Sonic Healthcare (ASX: SHL) is now trying to price-in what normalised covid testing revenues might look like, down -5% after its half-year FY22 results.
At face value, the pathology business achieved yet another record financial result thanks to a resilient base business, enhanced by covid testing revenues.
Financials at a glance:
Revenue of $4.76bn, up 7%
Net profit of $828m, up 22%
Interim dividend of 40 cents, up 11%
Plans for a $500m on-market buy-back
The profit result was in-line with Bloomberg estimates of $828m and ahead of Bell Potter forecasts of $808.4m.
Sonic shares have an uncanny correlation with the number of daily PCR tests in Australia.
Both Sonic shares and PCR testing numbers broadly topped out in late December, and on a sharp decline ever since.
What's interesting is that Sonic's Australian pathology is the Group's largest division, contributing $1.35bn or 28% of overall revenues in the first-half, and up 38.6% compared to last year.
The base business for Australian pathology grew just 1%, while covid testing revenues surged 215%.
According to covid-19 data, daily PCR tests averaged 186,679 between 20 September and 31 December last year.
Whereas average testing figures year-to-date, to 21 February sit at 164,367 (-12% compared to above period).
Average tests in February are just 96,362 (-48% compared to Sep-Dec average).
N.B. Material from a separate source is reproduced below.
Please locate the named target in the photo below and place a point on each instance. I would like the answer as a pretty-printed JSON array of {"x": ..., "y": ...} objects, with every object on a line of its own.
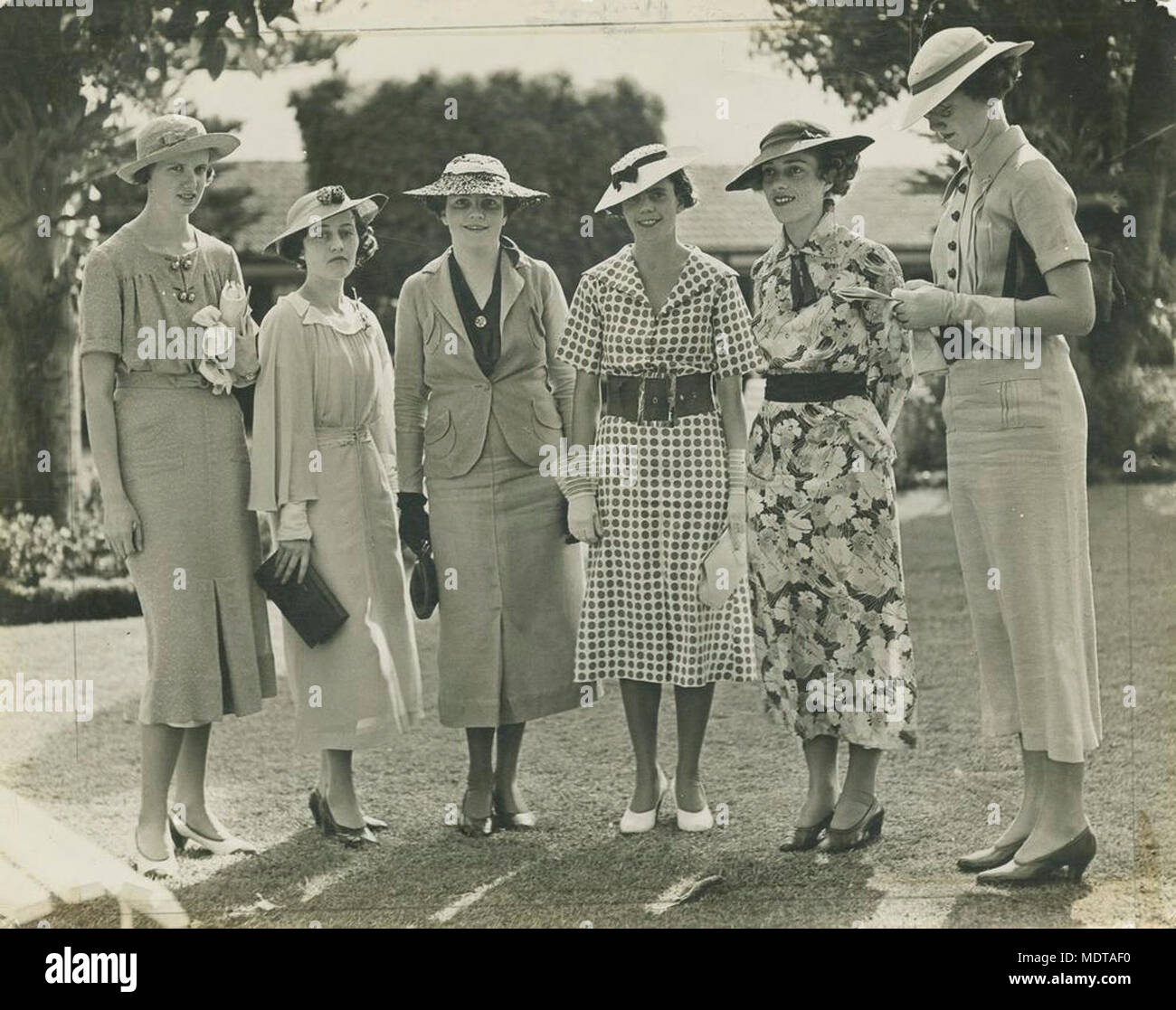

Sonic has already experienced a pullback in covid testing revenues in regions including US, Germany, the UK and Belgium.
While Sonic's valuation might be on the decline, covid testing revenues have helped push the company's gearing to record low levels.
Sonic intends to increase its net debt closer to long-term averages through a combination of synergistic acquisitions and a share buy-back of up to $500m over the next 12 months.
Sonic was unable to provide a full year guidance as "covid revenues remain unpredictable".
Encouragingly, the company recorded revenues of $818m in January, up 18% compared to the prior period.
The company said that covid testing has remained high in Europe, but slowing down in Australia and the US.